I always wonder what their psych tests actually look for.
And, oh yeah, the best invention in the history of the world: UNDO. The selectric didn't have that.
Denese -- Your husband's story sounds more intriguing than mine.
Chesney -- Look for the hole in the big oak tree in Central park by the 7th St Traverse.
Kathy -- Or a big anti-climax.
Silk -- That sounds like a cool story in itself.
Odette -- When good writers ask me for more, that's a wonderful compliment.
reinvented -- Who wouldn't wnat a job like that.
Suzn -- Kids today don't have the appreciation of having to change ribbons, etc. The clunk, clunk, clunk sound of a selectric was memorable.
Luis G -- Thanks.
Tink -- Hahaha, you're too honest. It must've been your law degree and CPA that made them want you.
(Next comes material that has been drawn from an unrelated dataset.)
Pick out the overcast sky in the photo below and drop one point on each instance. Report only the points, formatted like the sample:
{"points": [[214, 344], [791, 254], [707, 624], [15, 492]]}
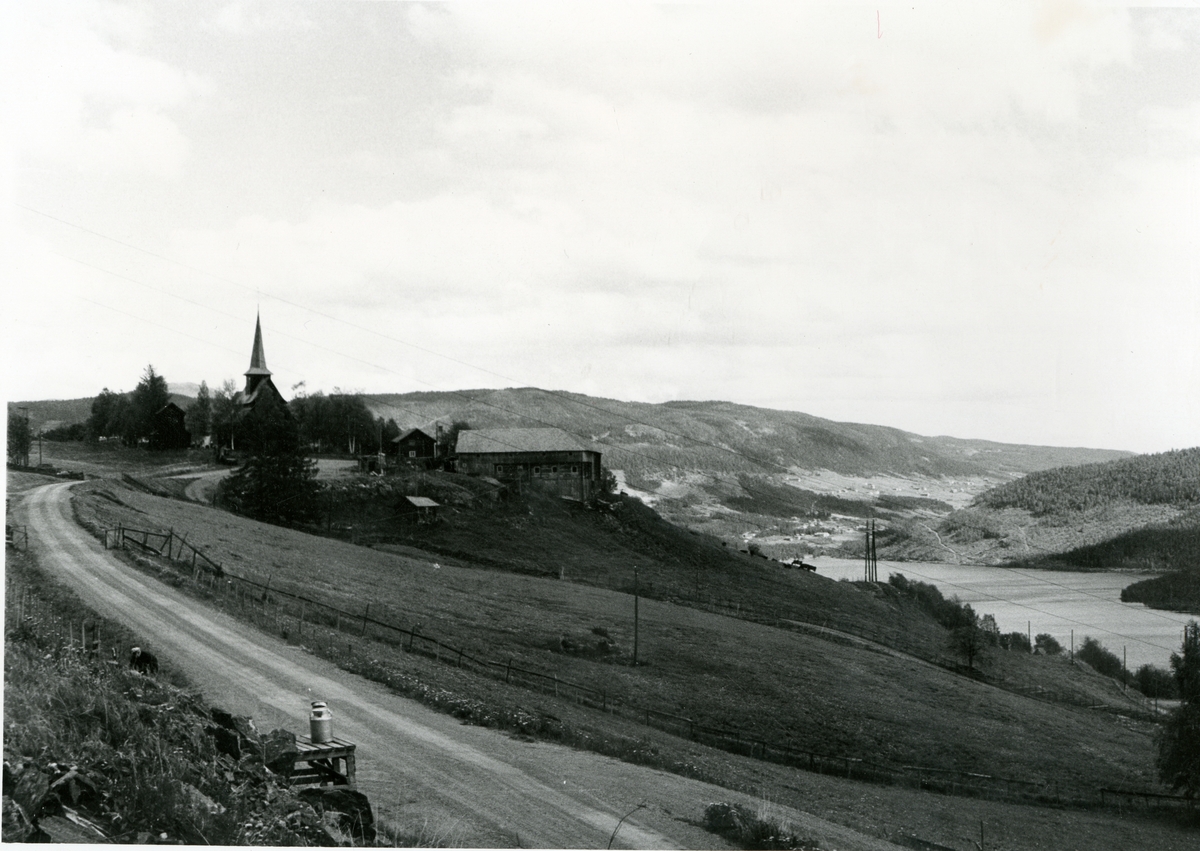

Trudge -- Falcon and Snowman? Not!
Cartouche -- Thanks very much.
Teresa M -- I lost a lot of people at the end of part one. Yeah, I hear you about Make Room for Daddy.
Catnlion -- Maybe or maybe not.
Cred -- Haha "Undo" you're right about that.
So, I happily told the Peace Corps (the group I really wanted to join) that I'd never had any association whatsoever with the CIA. Either the Peace Corps never checked or my file was destroyed.